By default, Names and Values should be separated = in the style of Windows INI files. There is no way AFAICT change this delimiter. As @SirRufo points out in a comment (and which I never noticed), you can change this using the TStringList.NameValueSeparator property.

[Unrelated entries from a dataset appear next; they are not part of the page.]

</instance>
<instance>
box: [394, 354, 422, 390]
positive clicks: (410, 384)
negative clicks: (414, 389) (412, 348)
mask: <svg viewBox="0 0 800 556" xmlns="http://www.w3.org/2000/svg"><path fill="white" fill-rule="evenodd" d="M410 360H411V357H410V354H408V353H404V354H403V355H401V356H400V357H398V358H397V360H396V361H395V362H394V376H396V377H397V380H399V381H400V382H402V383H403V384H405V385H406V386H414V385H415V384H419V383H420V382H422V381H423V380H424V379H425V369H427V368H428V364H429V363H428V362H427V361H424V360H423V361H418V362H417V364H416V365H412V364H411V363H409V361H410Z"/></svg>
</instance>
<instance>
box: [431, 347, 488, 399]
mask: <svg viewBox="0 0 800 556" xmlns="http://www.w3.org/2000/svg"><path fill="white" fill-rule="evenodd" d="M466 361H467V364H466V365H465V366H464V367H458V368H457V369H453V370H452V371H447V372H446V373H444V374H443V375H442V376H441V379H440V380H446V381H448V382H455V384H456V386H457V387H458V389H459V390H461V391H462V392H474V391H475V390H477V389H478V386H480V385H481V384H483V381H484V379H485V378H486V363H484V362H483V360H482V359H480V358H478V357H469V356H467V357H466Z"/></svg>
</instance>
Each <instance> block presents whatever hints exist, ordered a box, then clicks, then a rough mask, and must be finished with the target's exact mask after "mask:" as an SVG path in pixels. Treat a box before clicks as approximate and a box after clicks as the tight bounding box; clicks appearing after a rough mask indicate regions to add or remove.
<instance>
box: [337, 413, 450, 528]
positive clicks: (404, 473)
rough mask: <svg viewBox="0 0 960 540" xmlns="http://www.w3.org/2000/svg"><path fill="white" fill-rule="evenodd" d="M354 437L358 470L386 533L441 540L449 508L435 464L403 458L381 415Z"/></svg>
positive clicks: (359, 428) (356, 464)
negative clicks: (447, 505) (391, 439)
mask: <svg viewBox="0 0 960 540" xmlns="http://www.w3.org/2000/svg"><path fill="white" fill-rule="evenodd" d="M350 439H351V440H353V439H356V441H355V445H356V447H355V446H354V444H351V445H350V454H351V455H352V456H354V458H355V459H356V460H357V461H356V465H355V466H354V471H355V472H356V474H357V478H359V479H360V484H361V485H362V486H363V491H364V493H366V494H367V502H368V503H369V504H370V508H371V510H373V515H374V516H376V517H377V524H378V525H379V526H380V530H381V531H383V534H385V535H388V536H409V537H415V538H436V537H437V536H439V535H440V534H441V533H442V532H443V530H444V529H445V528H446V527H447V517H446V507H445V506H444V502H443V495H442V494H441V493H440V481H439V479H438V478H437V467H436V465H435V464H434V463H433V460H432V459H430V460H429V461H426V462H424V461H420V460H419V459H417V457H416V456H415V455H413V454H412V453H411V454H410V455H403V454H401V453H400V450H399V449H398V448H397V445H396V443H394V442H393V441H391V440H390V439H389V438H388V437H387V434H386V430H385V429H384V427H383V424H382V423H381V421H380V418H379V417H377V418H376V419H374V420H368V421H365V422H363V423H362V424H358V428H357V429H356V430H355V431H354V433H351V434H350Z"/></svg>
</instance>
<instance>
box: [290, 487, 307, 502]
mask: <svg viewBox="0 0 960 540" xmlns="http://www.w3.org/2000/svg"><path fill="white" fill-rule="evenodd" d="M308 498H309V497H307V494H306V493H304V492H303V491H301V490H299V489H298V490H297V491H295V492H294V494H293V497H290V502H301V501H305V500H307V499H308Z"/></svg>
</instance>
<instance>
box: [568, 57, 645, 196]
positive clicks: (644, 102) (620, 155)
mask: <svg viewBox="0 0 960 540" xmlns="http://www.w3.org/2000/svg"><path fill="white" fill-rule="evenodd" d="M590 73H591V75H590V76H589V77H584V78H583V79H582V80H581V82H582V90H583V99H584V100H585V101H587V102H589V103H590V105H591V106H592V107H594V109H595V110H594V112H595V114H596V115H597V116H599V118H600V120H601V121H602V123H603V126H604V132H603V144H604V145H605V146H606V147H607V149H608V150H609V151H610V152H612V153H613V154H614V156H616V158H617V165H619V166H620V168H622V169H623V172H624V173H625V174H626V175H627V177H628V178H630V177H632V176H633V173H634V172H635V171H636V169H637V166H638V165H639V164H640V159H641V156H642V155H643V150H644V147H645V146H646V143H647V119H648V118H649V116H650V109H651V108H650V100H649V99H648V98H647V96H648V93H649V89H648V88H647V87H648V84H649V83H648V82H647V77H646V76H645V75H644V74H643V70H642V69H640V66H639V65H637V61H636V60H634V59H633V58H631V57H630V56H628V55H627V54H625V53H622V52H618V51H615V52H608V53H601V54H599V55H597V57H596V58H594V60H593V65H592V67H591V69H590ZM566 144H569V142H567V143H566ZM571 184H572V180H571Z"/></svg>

This will give you an idea of what Delphi thinks in your TStringList , which is not how you think:
procedure TForm1.FormCreate(Sender: TObject); var SL: TStringList; Temp: string; i: Integer; begin SL := TStringList.Create; SL.Delimiter := '|'; SL.QuoteChar := '"'; SL.StrictDelimiter := True; SL.DelimitedText := 'O=0 | ! .!=!.!'; Temp := 'Count: ' + IntToStr(SL.Count) + #13; for i := 0 to SL.Count - 1 do Temp := Temp + Format('Name: %s Value: %s'#13, [SL.Names[i], SL.ValueFromIndex[i]]); ShowMessage(Temp); end;
This produces this conclusion:

TStringList Names / values probably won't do what you need. It's not clear what your actual goal is, but it seems that a simple text file with a simple list of text|replacement and a simple parsing of this file will work, and you can easily use a TStringList to read / write from this file, but I don't see any way to do parsing is easy, except to do it yourself. You can use an array to store pairs when parsing them:
type TReplacePair = record TextValue: string; ReplaceValue: string; end; TReplacePairs = array of TReplacePair; function GetReplacementPairs: TReplacePairs; var ConfigInfo: TStringList; i, Split: Integer; begin ConfigInfo := TStringList.Create; try ConfigInfo.LoadFromFile('ReplacementPairs.txt'); SetLength(Result, ConfigInfo.Count); for i := 0 to ConfigInfo.Count - 1 do begin Split := Pos('|`, ConfigInfo[i]; Result[i].TextValue := Copy(ConfigInfo[i], 1, Split - 1); Result[i].ReplaceValue := Copy(ConfigInfo[i], Split + 1, MaxInt); end; finally ConfigInfo.Free; end; end;
Then you can fill in all the controls needed to edit / add / remove substitution pairs, and simply cancel the read operation to write them back for saving.